24 blocks are each 120mm x 65mm x 30mm.
Bling are oval in shape and variable in size, ranging from 40mm x 35mm to 70mm x 45mm. The acrylic disks are clear and coated on one side with a surface that reflects different colours depending on the angle of observation.
PEER REVIEWS
Artist and curator Graham Howe suggests (Email Aug. 25 2013) that we consider vertical projection for animations. He writes, 'This is cool': Highlike Animations cast from a ceiling mounted projector onto the floor could make people feel they are walking over melting ice and ocean depths.
Choreographer Barbara Cuckson writes (Email Aug. 25 2013):
Here are just a few small thoughts:
People like to feel comfortable about understanding what it's all about (told what to think).

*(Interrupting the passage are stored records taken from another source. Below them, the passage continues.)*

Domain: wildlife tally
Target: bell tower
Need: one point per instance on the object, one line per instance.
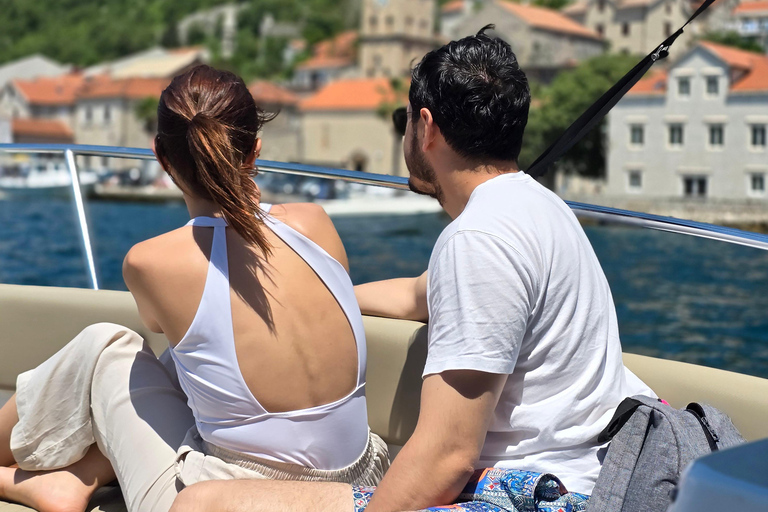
(394, 35)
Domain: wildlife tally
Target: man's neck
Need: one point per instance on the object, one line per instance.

Should there be a more simple, direct 'mission' statement with each presentation?
Signs will be made and placed near each exhibit, using text at the start of each artist's page on this website. For example this text (at the top of this page) will appear as a sign near my work:
"A keystone species, Antarctic krill, is at risk from increasingly warm and acid Oceans.
Light and dark responses are made to the science that predicts a future based on how we choose to live now."

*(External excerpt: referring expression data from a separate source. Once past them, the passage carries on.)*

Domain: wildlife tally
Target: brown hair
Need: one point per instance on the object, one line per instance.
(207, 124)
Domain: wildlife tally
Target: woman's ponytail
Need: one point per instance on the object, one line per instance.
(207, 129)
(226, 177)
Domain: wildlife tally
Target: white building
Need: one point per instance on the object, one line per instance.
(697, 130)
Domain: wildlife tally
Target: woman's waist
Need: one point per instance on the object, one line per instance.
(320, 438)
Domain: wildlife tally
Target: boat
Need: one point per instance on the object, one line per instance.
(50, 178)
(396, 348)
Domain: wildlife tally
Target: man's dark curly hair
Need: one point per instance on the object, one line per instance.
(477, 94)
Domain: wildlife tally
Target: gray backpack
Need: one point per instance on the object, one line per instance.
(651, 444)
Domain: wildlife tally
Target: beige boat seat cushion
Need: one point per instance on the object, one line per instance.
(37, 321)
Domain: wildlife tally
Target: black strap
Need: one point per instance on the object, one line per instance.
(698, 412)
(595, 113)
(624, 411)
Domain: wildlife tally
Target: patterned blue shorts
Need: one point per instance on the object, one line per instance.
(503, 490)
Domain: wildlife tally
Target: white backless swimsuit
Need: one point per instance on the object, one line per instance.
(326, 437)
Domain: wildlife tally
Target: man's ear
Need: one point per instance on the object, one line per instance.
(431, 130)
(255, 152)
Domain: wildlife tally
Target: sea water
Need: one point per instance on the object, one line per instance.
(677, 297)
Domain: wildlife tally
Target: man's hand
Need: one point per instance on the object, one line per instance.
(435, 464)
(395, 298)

HOWEVER! Students working with us may question the sense of these signs, which may lead us to re-writing them more succinctly and objectively.
Are the items meant to invite responses?
Yes. Our aim is to stimulate curiosity about how the world works.
In sharing your own responses to varied subjects, are you actively going to collect or document if the viewer does participate ideas and thoughts?
Yes. Visitors will be invited to draw and write their ideas and thoughts.
Questions:
Why krill?
How big is a krill?
How many are there?
Where are they?
What is our connection with krill?
Could you exhibit a krill?
I can draw up a small take-away fact sheet about krill and place copies alongside flyers that artist have been invited to bring.
Yes! I can exhibit a krill. In 2013 I was working at the Australian Antarctic Division and scientist Geraldine Nash gave me a preserved specimen that she had set in clear acrylic. She had made some as gifts for visiting krill researchers. Here it is photographed on the light box:
To evaluate how reciprocity works in Living Data and how our program could be improved, I ask contributors,
What do you most value about our work?
What have you contributed?
How have you benefited?
How could our program be improved?
Jason Benedek, Electronic artist, University of Technology, Sydney
What do you most value about our work?
It provides an excellent opportunity to bring science and scientific data to a larger audience, and provides accessibility and fresh perspectives on climate change data and our environment.
What have you contributed?
Technical advice and expertise. Videography and editing. Tea.
How have you benefited?
I have made important new connections with artists and scientists and learnt a lot about the critical scientific issues facing the planet, and this has no doubt informed my own practice.
How could the Living Data program be improved?
More art! More science! More fora (forums?) More shared data and information. What a wonderful beginning!
Barbara Cuckson, Choreographer/Teacher, Rozelle School of Visual Arts
What do you most value about our work?
Providing a link between what is concrete and what is spiritual. Connecting and collecting and collating significant thoughts and materials.
What have you contributed?
Comments that are intuitive but honest, and being appreciative of the integrity of the work and those involved in it.
How have you benefited?
Enjoying the stimulation for my brain. Feeling connected with people I respect. Interested in the discoveries, large and small.
This work combines the animation presented at the 2012 Antarctic Treaty Consultative Meeting with original music composed by VOA (Benn DeMole & Catriona Davies) for Oceanic Sydney,a Living Data performance installation at Customs House, Sydney, with dancers Caterina Mocciola & Ashley Macqueen.